More than 15,000 migrants — including roughly 5,000 children — have been returned to Juarez and other border cities under the so-called "Remain In Mexico" policy. The migrants are waiting in those cities for their day in U.S. immigration courts.
While U.S. citizens are frequently warned by the State Department not to visit these border cities out of safety concerns, that's exactly where thousands of migrants are amassing after being returned to Mexico by the Department of Homeland Security.
Homeland Security says it will make exceptions for "vulnerable" migrants on a case-by-case basis. Its own guidance states that migrants with "known physical/mental health issues" should not be sent back to Mexico under the new policy.
But in practice, migrant advocates say, that's exactly what's happening.
"It seems like a joke," said Giovani, who asked that we not use his family's last name because he worries that speaking out would hurt his immigration case. "My family did everything right. We didn't hop over the fence or cross the river. But despite all that they're still sending everybody back," he said.
Giovani's says his family left Guatemala when his coffee farm failed, gangs tried to extort him, and the medical bills got to be too much. They waited months for a chance to legally enter the United States at a port of entry, and ask for asylum.
Giovani says he explained his son's medical needs to U.S. immigration officials in El Paso. But it didn't make any difference.
"It's a sham, just to say they gave them a chance," said Edith Tapia, an activist with the Hope Border Institute, a non-profit that works with migrants in Juarez and El Paso.
Tapia says U.S. officials have provided very little information about the program that's officially known as the Migrant Protection Protocols, or MPP, and have not clarified who qualifies for an exemption.
"'Vulnerable populations' has been kind of vague," Tapia said. "They've used the example of members of the LGBTQ community. They've used kids or anyone with health issues. Sometimes pregnant women with certain conditions. But we've seen all of those cases be in MPP."
In some cases, immigrant advocates say, transgender women, pregnant women, and parents of children with special needs have been removed from MPP. But decisions on whether to include or exclude these groups have been "inconsistent," according to a recent report Human Rights Watch. "Attorneys arguing for other pregnant women to be excluded from the MPP have seen them returned to Mexico," the report said.
We also asked the Homeland Security Department to clarify who is eligible for an exemption. But a spokeswoman did not respond to our questions.
"Remain in Mexico" is supposed to relieve pressure on the overwhelmed immigration system in the U.S., while discouraging what the administration calls "meritless" asylum claims. And the number of migrants taken into custody after crossing the southern border did decline last month, for the first time all year.
"It appears that the implementation of MPP is easing at least some of the problem in some parts of the border," said Ken Cuccinelli, the acting head of U.S. Citizenship and Immigration Services in an interview with MSNBC earlier this month.
The agency Cuccinelli runs, USCIS, has set up a system for migrants to ask to be removed from MPP if they're afraid of returning to Mexico — migrants like Giovani, the Guatemalan father we met in Juarez.

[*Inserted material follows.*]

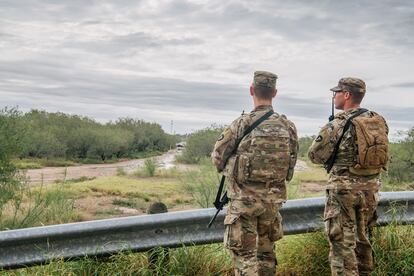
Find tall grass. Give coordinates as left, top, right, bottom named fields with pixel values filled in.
left=0, top=224, right=414, bottom=276
left=0, top=185, right=79, bottom=230
left=2, top=244, right=233, bottom=276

Giovani met with an asylum officer, and tried to make a case for his family, to explain why they should be able to wait for their court hearings in the U.S. Giovani says the migrant shelter where they're staying is being monitored by a local gang. A corpse was found recently found in the street outside the shelter.

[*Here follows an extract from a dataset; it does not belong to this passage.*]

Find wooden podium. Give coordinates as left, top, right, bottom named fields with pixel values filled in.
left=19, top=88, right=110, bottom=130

"Here in Juarez we didn't feel safe because five days before our appointment, there was a murder outside the shelter," Giovani said.

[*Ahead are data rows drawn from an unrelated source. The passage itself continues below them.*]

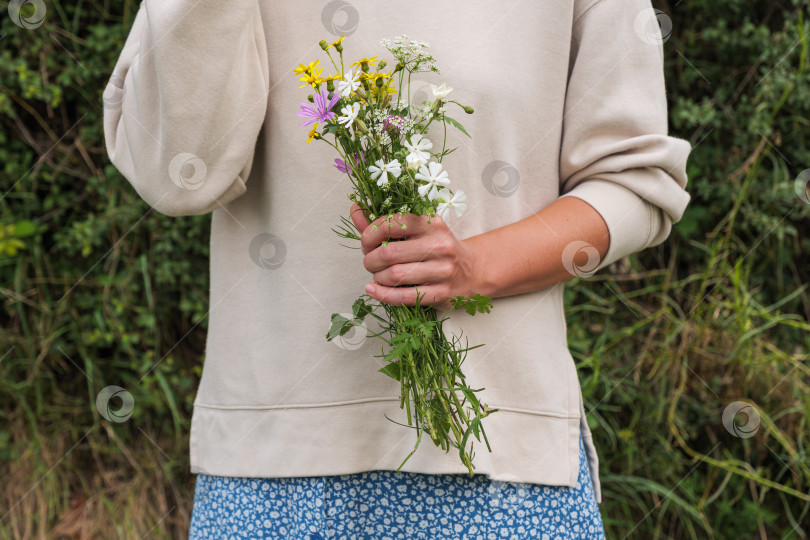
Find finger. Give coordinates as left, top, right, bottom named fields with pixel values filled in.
left=366, top=283, right=445, bottom=306
left=372, top=261, right=451, bottom=287
left=349, top=203, right=368, bottom=234
left=363, top=235, right=452, bottom=274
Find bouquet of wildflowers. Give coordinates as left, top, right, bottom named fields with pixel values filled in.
left=294, top=35, right=497, bottom=475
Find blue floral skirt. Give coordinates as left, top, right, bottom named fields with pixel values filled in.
left=189, top=438, right=605, bottom=540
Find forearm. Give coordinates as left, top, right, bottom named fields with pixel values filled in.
left=463, top=197, right=610, bottom=298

He also told the asylum officer about his son's eye, and his difficulties finding care for him.
But once again, he says, it didn't matter.
"I feel the asylum officer ignored me," Giovani said. "The asylum officer essentially said, 'If you've been able to survive in Juarez for the last few months, you can do it again.'"
Activists says hundreds of migrants have requested these interviews, but that only a handful have been removed from the "Remain in Mexico" program.
The rest are left to figure it out on their own.